CHECK_INTERVAL=30 # Check every 30 seconds
# Ensure log file directory exists
mkdir -p "$(dirname "$LOG_FILE")"
touch "$LOG_FILE"
echo "$(date): Starting service monitor for $SERVICE_NAME..." >> "$LOG_FILE"
while true; do
TIMESTAMP=$(date +%Y-%m-%d_%H:%M:%S)
# Check if the service is active using systemctl
# systemctl is-active --quiet returns 0 if active, non-zero otherwise
if systemctl is-active --quiet "$SERVICE_NAME"; then
echo "$TIMESTAMP: $SERVICE_NAME is active." >> "$LOG_FILE"
else
echo "$TIMESTAMP: $SERVICE_NAME is NOT active. Attempting to restart..." >> "$LOG_FILE"

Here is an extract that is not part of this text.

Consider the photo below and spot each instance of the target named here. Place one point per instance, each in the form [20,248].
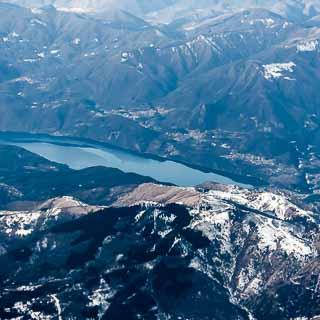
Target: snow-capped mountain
[222,253]
[206,88]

# Attempt to restart the service
systemctl restart "$SERVICE_NAME"
# Give it a moment and check again
sleep 5
if systemctl is-active --quiet "$SERVICE_NAME"; then
echo "$TIMESTAMP: $SERVICE_NAME restarted successfully." >> "$LOG_FILE"
else
echo "$TIMESTAMP: ERROR: $SERVICE_NAME failed to restart. Manual intervention required." >> "$LOG_FILE"
fi
fi
sleep "$CHECK_INTERVAL"
done
How it works: This script continuously monitors a specified systemd service (e.g., `apache2` or `nginx`). It checks the service status using `systemctl is-active` at a defined interval. If the service is found to be inactive, it attempts to restart it and logs all actions with timestamps to a dedicated log file, providing basic error recovery for critical web services.